Mewangi cuplikan daging yang diam dalam
tusukan di atas bara menjelma bersama asap. Menghiasi pemandangan malam di
salah satu cahaya oranye yang perlahan hilang hingga tak sempat mengganggu
mereka yang tertawa bertiga; Alin, Mira, dan Vino. Mereka berdiri di pinggir. Membahas
apa saja yang mungkin sambil menunggu angkutan pulang.

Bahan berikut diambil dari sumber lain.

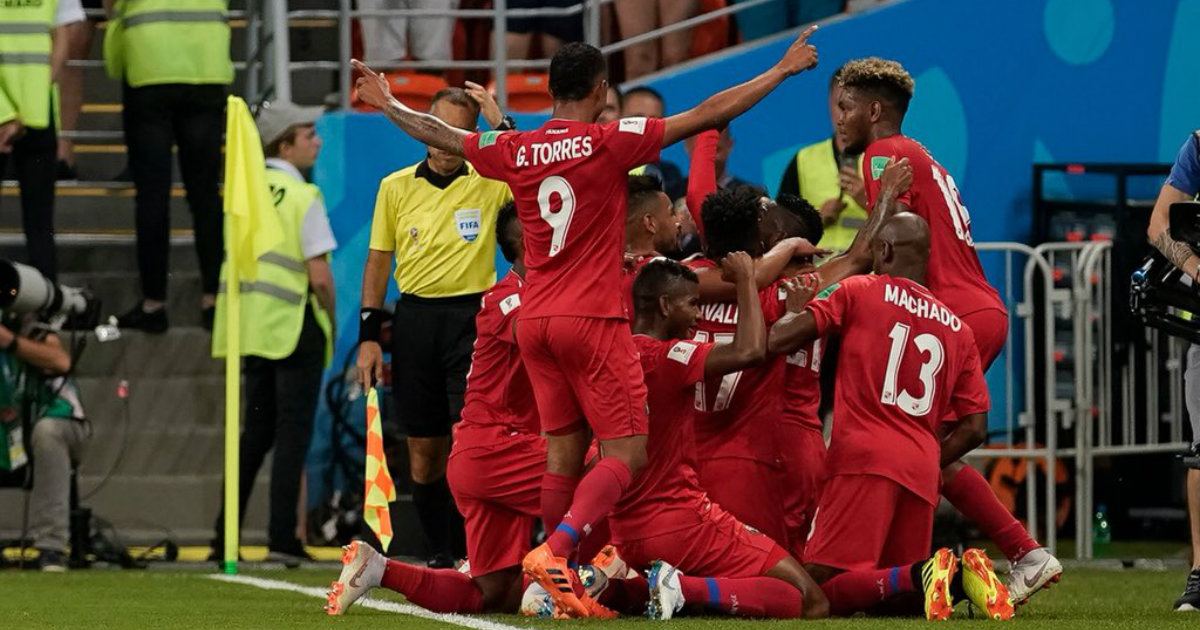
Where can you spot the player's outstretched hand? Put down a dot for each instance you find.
(801, 55)
(803, 247)
(801, 291)
(897, 178)
(487, 105)
(737, 268)
(372, 87)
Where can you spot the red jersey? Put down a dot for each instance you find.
(630, 275)
(955, 275)
(669, 483)
(737, 414)
(906, 363)
(569, 180)
(802, 387)
(498, 391)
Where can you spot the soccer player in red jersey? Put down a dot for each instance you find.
(737, 414)
(495, 471)
(870, 112)
(666, 515)
(569, 183)
(875, 517)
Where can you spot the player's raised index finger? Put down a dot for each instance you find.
(804, 36)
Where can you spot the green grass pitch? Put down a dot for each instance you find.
(179, 599)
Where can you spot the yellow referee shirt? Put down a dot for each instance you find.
(442, 229)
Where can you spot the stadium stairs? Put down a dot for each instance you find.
(154, 468)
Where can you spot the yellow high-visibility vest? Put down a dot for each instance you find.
(153, 42)
(25, 61)
(819, 181)
(273, 305)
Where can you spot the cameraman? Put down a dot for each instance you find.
(33, 379)
(1183, 185)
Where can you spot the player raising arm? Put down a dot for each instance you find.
(875, 516)
(870, 113)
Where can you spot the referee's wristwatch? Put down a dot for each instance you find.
(507, 124)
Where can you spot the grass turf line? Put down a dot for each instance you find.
(167, 600)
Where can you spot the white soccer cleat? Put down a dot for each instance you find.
(1032, 573)
(537, 601)
(666, 594)
(361, 570)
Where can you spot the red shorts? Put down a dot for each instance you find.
(990, 330)
(868, 522)
(715, 545)
(496, 479)
(803, 475)
(585, 367)
(747, 489)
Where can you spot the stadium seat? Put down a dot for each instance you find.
(413, 89)
(528, 93)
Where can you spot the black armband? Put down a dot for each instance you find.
(507, 124)
(371, 324)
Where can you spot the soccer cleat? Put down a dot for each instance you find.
(1032, 573)
(666, 594)
(361, 570)
(556, 577)
(611, 563)
(983, 588)
(1189, 600)
(935, 580)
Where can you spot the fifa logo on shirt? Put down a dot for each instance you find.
(468, 222)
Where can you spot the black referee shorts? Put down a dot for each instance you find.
(432, 341)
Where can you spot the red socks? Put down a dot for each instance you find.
(972, 496)
(435, 589)
(557, 492)
(745, 597)
(595, 497)
(858, 591)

Tak peduli seberapa banyak
kendaraan yang saling berdesingan untuk pergi, mereka larut dalam percakapan
sendiri di keramaian. Alin dan Mira adalah teman sejak kecil –jika kau
bertanya. Rumah mereka berdekatan -tentu. Dan Vino adalah pria di sela – sela kehidupan
keduanya, yang semenjak semester dua selalu mengisi ruang ketika masalah ingin menetap
lama. Dalam hal ini kebanyakan bersama Mira –mengingat kedua orang tuanya yang
sering bertengkar di rumah. Entah dengan alasan apa Vino melakukan itu, yang
pasti dia pria yang baik.
Hari itu mereka baru saja menyelesaikan
ujian tengah semester mereka. Pulang siang, ketiganya memutuskan untuk pergi ke
salah satu mall Jakarta. Refreshing. Dan
–seperti biasa- ketika hal seperti ini terjadi –makan dan jalan bersama teman-
jarang diantara kita yang mengingat waktu atau mungkin sengaja melupakan waktu untuk
saling berpamitan, termasuk mereka. Hingga akhirnya sekarang ketiganya berakhir
disini, di pinggir jalan, dalam malam.
Di tengah gelak tawa, angkutan kedua gadis
itu datang tiba – tiba. Memutuskan segalanya dengan ending yang tidak begitu
jelas dan dipaksakan. Tawa. Percakapan. Alin yang pertama. Dengan senyum yang
belum utuh habis ia pergi naik, sementara Mira menyempatkan diri untuk melambai
pada Vino.
“Bye ..”
Keduanya duduk di depan pintu angkutan
dan sekali lagi Mira melakukan hal itu, kegiatan melambainya –kali ini dengan
duduk. Kepalanya menatap Vino dengan tersenyum. Sekali pria itu
memperhatikannya. Membalas dengan lambaian dan senyuman. Sisanya ia sibuk memandangi
gadis berambut hitam bergelombang yang sedang tidak memperhatikannya di sebelah
Mira. Alin. Sungguh, saat itu ia sangat mengharap dia akan berbalik menatap. Tapi
nyatanya tidak. Alin sibuk dengan sesuatu di dalam tasnya. Sesuatu yang mungkin
lebih penting. Sebuah ponsel. Tanpa sempat berbuat hal lain, angkutan itu kemudian
pergi. Menyisakan kepulan dan rasa yang belum terucapkan di belakang.